Very important are the places where the pipeline crosses driveways, roads, railroads, streams, rivers, lakes, and any other “out of the ordinary” places.  Sometimes the pipe may run through another, larger pipe called a casing.  Casings were used to help protect a pipeline from heavy loads that may run across it, on a road or highway, or on railroad lines.  Identifying the locations of casings is yet another very important part of pipeline surveying.
It’s also vital to look for other pipelines, water lines, sewer lines, fiber-optic cables and other buried structures, which cross the line we are studying.  Those other utilities could cause impact to our customer’s pipe, at some point in the future.  In some instances, there is electrical interference between two pipelines, which can make corrosion of one pipe occur much faster.  Even things like electric train or trolley systems may pose a lot of corrosion risk to buried steel pipelines.
Some field conditions make it clear that a pipeline should be buried much deeper than 30 inches.  If there are a lot of houses or commercial buildings close by, depth of burial gets increased for a new structure.  But what if the neighborhood gets built up AFTER the pipeline was installed?  The risk of a pipeline being there is probably greater than it was.  But who needs to assess that risk?  What steps can be taken to monitor the pipeline better, and reduce the risks of operating it in that more crowded environment?

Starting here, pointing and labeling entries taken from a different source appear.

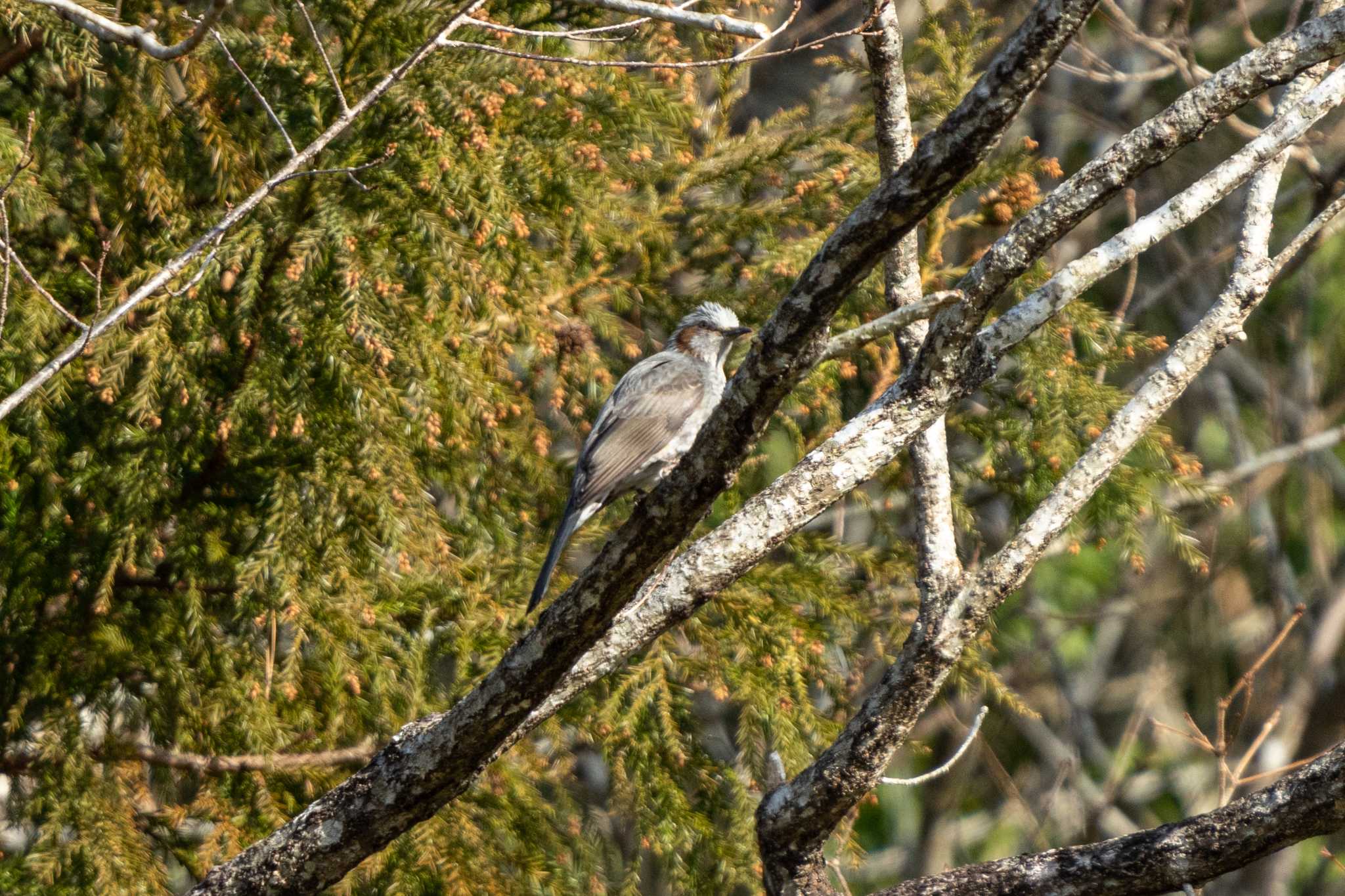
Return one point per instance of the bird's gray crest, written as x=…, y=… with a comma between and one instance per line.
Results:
x=708, y=314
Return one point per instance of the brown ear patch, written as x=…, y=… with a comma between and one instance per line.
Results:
x=684, y=339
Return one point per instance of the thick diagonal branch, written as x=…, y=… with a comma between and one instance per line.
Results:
x=432, y=761
x=877, y=435
x=937, y=545
x=795, y=819
x=1308, y=802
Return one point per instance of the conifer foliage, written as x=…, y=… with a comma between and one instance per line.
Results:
x=299, y=500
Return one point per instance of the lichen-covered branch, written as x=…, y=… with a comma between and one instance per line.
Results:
x=142, y=39
x=707, y=22
x=877, y=435
x=904, y=316
x=937, y=544
x=433, y=759
x=1308, y=802
x=794, y=820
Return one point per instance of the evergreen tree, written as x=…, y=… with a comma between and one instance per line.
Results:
x=301, y=503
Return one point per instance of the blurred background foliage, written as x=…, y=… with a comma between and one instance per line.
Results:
x=303, y=503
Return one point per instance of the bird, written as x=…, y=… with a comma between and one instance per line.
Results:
x=649, y=422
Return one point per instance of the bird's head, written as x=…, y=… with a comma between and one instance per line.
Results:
x=708, y=333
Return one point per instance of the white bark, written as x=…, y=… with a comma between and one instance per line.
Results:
x=114, y=32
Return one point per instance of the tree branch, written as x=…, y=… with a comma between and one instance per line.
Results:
x=18, y=763
x=947, y=766
x=1305, y=803
x=433, y=759
x=921, y=309
x=296, y=164
x=136, y=37
x=795, y=820
x=879, y=433
x=938, y=566
x=1283, y=454
x=680, y=16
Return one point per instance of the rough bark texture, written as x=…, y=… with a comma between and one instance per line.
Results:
x=795, y=820
x=872, y=438
x=436, y=758
x=1305, y=803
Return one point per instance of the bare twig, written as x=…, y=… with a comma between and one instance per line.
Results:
x=265, y=105
x=749, y=54
x=236, y=214
x=327, y=64
x=577, y=34
x=1024, y=317
x=42, y=291
x=24, y=160
x=136, y=37
x=681, y=16
x=97, y=281
x=919, y=310
x=351, y=169
x=947, y=766
x=211, y=765
x=1285, y=454
x=1309, y=233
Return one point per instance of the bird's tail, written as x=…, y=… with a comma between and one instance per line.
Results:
x=569, y=523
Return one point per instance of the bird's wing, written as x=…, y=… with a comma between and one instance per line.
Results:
x=648, y=409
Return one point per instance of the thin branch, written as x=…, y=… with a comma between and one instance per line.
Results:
x=435, y=759
x=327, y=64
x=1179, y=211
x=793, y=821
x=97, y=281
x=265, y=105
x=24, y=160
x=18, y=763
x=563, y=35
x=879, y=433
x=947, y=766
x=33, y=281
x=919, y=310
x=350, y=169
x=136, y=37
x=681, y=16
x=938, y=566
x=745, y=55
x=1309, y=233
x=577, y=34
x=201, y=272
x=298, y=163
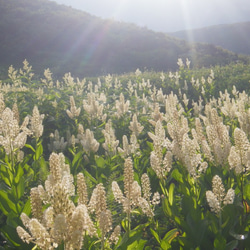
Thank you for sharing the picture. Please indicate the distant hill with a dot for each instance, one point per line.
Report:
(233, 37)
(68, 40)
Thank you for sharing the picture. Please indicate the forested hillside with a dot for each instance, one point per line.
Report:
(234, 37)
(67, 40)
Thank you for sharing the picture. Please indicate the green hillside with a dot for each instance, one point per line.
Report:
(234, 37)
(68, 40)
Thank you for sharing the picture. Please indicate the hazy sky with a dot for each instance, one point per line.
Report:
(167, 15)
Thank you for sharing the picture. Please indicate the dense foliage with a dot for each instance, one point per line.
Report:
(125, 162)
(67, 40)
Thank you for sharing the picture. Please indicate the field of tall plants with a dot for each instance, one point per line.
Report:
(139, 161)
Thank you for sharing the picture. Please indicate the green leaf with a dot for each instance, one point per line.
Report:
(220, 243)
(171, 194)
(155, 235)
(29, 146)
(76, 158)
(6, 204)
(166, 207)
(170, 235)
(39, 151)
(100, 162)
(165, 245)
(139, 244)
(27, 208)
(19, 173)
(177, 175)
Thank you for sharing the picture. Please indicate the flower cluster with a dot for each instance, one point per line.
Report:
(217, 197)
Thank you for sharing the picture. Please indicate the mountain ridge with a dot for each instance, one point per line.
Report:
(234, 36)
(63, 39)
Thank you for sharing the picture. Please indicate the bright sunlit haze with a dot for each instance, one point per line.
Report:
(167, 15)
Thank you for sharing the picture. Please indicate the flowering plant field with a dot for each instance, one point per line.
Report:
(124, 162)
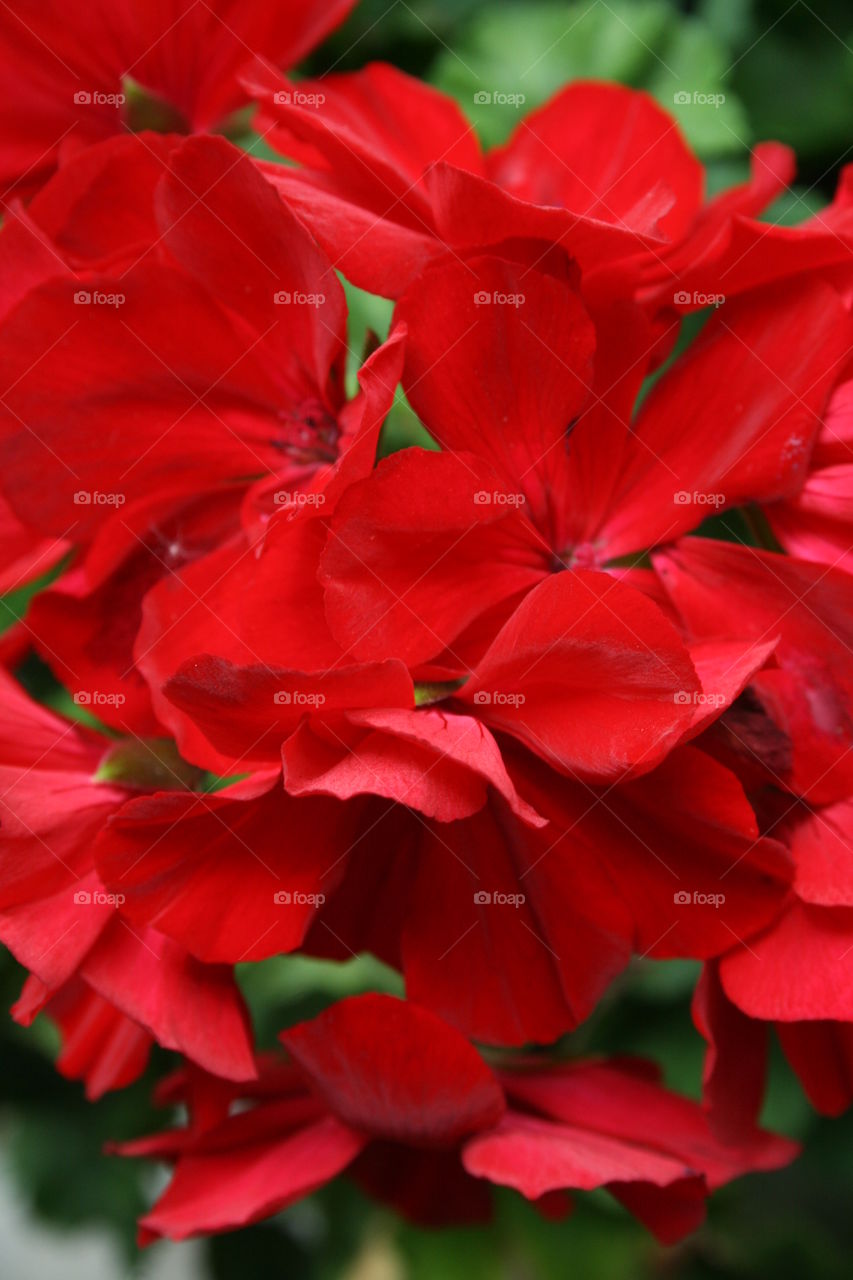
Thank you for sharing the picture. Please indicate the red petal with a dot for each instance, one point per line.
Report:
(396, 1072)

And finally, what if you are in farming country?  What is the deepest part of the soil that a farmer may be tilling and turning over, to make crops grow better?  If a pipeline is not buried deeply enough, or if Mother Nature erodes away some soil with time, a farmer may till up the pipe!  Or, just as bad, the farm implement may cut open the protective coating on the pipe, gouge the metal, and cause weakening.  Whether slowly or quickly, this kind of damage may hurt somebody!
We want to help responsible pipeline owners and operators maintain good records, especially for those pipelines which pose higher risk levels.  And sometimes we help build records pretty much “from the ground up,” to the degree that this even can be done.